Tag Archives: Trinity 5b

Fireworks

We like to do well, and to encourage others – celebrating family and friends’ achievements. But we can overdo it! A proper ambition can become stressful competition of the most unhelpful sort. What to one person is friendly rivalry and motivation is to another a load of expectation and the fear of failure.

Paul had a problem with the church in Corinth (2 Corinthians 12:2-10). He found that they were preferring to listen to other teachers, whose example was harmfully competitive, perhaps with a financial motive. His reaction is not to enter the competition, but to “boast”. There seems no doubt that “the man” who had the revelations he talks about is himself, but he prefers to boast about his weakness, so that he can focus on the strength God supplies.

This may seem remote from our experience, yet it has importance. On the one hand, we are warned against being competitive in telling stories of our religious experience. There is no merit in “experiences” unless they lead on to a changed character, and a life of faithful and effective service – and that can be seen without publicity. At the same time, we are reminded of God’s help, to provide what is needed (yes, not always what we want, or even think we need!). The focus should be on God, not on self-dramatisation.
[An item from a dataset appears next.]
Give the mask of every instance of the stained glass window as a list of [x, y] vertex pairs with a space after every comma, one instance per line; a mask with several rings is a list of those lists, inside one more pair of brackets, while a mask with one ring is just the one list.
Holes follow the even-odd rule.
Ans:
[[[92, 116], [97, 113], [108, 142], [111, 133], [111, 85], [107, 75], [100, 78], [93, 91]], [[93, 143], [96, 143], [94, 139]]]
On the other hand, those who choose Christian leaders, whether deciding which group to join, or which person gets a job, need to beware. The qualities that matter do not include an inflated sense of self-importance, nor stories of dramatic spiritual experience. If there is faith, the experience will show in gifts and character. If there is only a desire for excitement or the unusual, there is danger.

Problems getting there?

It must have been hard for Jairus to make that approach to Jesus! (Mark 5:21-43).  Jairus had a position, in the synagogue, in the community.  He knew Jesus was not popular with some people – important people.  There would be comments and criticism!  And – what if Jesus said no, and wouldn’t come, or couldn’t heal his daughter?  We don’t know how much of a struggle it was, but we can begin to guess.

It must have been hard for that woman to touch Jesus in the crowd!  He might have been so angry!  But she had to try.  She felt she had nothing to lose (though it could have turned out badly).  It looks as if Jesus is being cruel in making her come forward – but I think it is more about making her sure about her healing and his acceptance, so that she can resume a life, with faith.

It looks as if Jesus is being cruel making Jairus wait while he stops to talk to the woman.  That’s when the messengers come to say that his daughter has now died.  But again, it works for the best.  Jairus has even more reason to trust and be thankful to Jesus, and to face down any criticism or hostility.

Of course, Mark is pointing out that, while we have different difficulties asking Jesus for help, and trusting him, we all find it hard.  But we all need to take the risk, – and despite our fears, we will be welcome, and find the best way.  We don’t know how these two people went on, just as I will have no idea what effect reading this will have on you.  It’s more important that God knows, and that your trust in him grows.